PEDIGREE METHOD Since B. napus and B. juncea are selfpollinated crops, the majority of cultivars derived are pure lines from pedigrees or pedigree modifications. In India as well as other parts of the world, various high-yielding varieties have been developed following this method. In this method 5–10 F1 plants are grown to obtain F2 seed and 1000–3000 F2 plants are grown and harvested individually, from which F3 progeny is secured. In F4 generation, selection is practiced. The variation among F4 families is a good indication of the effectiveness of further selection. This method has been utilized to develop a low erucic acid, high-yielding, and winter-hardy B. napus variety from a cross between high erucic acid winter B. napus variety “Rapol” and low erucic acid spring B. napus variety “Oro.”

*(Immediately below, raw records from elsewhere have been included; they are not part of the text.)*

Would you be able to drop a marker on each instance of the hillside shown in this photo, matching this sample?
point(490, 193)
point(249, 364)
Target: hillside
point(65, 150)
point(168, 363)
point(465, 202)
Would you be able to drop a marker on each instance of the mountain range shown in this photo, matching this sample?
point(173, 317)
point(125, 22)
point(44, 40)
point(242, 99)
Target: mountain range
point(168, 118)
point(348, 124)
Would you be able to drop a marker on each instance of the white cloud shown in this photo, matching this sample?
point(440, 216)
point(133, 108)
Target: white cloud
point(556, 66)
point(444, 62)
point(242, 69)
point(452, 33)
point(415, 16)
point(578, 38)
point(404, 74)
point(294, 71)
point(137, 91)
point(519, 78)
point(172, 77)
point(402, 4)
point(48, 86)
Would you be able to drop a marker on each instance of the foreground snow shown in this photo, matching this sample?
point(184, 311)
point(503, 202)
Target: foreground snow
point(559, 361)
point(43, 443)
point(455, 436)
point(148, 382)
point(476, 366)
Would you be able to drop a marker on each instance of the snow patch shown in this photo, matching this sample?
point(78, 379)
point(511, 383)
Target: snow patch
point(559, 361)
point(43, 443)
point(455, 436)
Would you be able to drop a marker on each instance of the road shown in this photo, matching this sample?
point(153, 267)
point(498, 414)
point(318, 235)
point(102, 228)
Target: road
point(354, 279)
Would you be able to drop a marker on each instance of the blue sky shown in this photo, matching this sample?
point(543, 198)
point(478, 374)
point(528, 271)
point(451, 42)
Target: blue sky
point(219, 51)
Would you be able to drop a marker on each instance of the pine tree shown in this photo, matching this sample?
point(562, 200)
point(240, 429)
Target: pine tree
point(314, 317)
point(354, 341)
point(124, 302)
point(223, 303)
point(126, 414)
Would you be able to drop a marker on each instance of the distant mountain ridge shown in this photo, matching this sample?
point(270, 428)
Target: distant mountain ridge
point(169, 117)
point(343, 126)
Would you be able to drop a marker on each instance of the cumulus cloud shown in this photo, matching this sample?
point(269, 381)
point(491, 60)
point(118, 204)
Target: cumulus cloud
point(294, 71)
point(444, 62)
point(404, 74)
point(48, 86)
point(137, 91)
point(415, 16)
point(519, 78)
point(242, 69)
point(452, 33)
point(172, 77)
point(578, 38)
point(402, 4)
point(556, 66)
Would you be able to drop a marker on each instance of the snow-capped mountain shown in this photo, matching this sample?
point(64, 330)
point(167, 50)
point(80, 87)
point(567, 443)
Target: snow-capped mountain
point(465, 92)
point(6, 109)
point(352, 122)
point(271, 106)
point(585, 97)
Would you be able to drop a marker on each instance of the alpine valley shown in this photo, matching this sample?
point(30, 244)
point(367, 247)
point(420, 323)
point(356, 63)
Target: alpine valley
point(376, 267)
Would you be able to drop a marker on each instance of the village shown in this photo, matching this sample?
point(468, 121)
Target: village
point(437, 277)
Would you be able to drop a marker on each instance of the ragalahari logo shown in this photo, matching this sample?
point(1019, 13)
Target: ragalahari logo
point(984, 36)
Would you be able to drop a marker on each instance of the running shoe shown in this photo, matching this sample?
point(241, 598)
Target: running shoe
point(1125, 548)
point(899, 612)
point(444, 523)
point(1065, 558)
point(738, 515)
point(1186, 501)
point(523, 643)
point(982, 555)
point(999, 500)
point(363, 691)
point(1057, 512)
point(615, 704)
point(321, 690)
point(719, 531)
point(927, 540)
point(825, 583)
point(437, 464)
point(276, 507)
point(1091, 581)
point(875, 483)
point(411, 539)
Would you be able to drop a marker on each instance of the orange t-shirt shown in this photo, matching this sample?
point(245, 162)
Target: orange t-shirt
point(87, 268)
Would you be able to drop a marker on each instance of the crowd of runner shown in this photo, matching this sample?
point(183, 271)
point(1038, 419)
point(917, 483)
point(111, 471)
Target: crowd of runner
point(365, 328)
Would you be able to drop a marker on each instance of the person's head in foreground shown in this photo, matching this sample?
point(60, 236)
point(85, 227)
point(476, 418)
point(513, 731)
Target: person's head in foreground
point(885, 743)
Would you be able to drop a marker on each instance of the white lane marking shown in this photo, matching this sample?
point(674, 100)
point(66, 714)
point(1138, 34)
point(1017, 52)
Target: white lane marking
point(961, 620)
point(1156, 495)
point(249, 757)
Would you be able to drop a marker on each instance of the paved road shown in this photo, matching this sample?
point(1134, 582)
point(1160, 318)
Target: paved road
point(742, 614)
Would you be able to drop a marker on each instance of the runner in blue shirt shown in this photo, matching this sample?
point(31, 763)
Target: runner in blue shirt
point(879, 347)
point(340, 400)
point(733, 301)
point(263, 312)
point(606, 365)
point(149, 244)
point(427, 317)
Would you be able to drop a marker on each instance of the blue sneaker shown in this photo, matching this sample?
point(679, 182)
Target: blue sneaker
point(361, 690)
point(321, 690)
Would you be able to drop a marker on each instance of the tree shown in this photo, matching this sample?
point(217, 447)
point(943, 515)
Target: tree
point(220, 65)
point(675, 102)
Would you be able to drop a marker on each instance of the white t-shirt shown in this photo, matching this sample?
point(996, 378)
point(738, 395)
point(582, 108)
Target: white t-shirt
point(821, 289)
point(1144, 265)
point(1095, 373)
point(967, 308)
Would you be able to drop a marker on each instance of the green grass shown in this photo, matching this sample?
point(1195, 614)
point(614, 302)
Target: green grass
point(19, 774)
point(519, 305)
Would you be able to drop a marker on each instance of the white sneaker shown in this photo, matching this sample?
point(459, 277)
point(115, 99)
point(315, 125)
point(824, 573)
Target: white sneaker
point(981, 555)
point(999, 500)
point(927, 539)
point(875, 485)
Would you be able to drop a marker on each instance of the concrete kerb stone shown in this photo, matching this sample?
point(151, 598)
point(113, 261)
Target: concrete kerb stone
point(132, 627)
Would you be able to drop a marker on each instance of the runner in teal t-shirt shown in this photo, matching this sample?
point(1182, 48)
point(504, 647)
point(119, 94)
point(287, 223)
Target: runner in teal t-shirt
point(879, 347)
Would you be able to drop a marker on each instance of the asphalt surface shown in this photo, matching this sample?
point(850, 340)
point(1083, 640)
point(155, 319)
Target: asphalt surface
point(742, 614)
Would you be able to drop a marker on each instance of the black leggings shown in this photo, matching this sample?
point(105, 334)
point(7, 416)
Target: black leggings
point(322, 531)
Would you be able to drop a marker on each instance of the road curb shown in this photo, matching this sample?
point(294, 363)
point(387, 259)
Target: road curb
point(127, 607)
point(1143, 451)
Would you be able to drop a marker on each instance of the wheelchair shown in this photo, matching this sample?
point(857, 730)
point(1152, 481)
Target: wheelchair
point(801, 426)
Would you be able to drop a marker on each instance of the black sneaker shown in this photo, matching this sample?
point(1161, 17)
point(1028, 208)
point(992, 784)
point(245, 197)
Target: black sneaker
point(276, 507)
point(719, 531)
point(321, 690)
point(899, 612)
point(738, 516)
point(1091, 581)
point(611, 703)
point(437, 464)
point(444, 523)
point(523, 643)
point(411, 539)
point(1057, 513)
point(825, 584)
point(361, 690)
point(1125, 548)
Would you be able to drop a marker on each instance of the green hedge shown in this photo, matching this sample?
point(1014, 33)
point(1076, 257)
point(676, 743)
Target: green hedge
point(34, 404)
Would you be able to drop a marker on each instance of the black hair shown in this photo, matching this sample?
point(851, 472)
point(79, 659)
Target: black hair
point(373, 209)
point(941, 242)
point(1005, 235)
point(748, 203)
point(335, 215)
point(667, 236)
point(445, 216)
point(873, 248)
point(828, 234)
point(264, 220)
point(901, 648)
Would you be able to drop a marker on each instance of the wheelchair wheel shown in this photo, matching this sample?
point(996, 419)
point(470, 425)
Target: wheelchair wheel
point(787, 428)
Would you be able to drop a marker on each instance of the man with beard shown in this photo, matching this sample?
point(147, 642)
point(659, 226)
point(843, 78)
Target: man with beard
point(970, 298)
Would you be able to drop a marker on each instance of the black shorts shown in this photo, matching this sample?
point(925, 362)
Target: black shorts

BACKCROSS BREEDING When a desirable gene is available from an unadapted or wild population, backcrossing would be the right procedure, but if the favorable gene is available in adapted or cultivated material then the pedigree method of selection would be more appropriate. The spring B. napus variety “Wester” was developed by a combination of backcross and pedigree breeding. Backcross breeding has been used to transfer the low glucosinolate content of B. napus variety “Bronowski” into a number of commercial cultivars of gobhi sarson (B. napus) in various parts of the world. This method is also used to transfer new traits such as fatty acid composition, seed color, and herbicide and insect pest resistance.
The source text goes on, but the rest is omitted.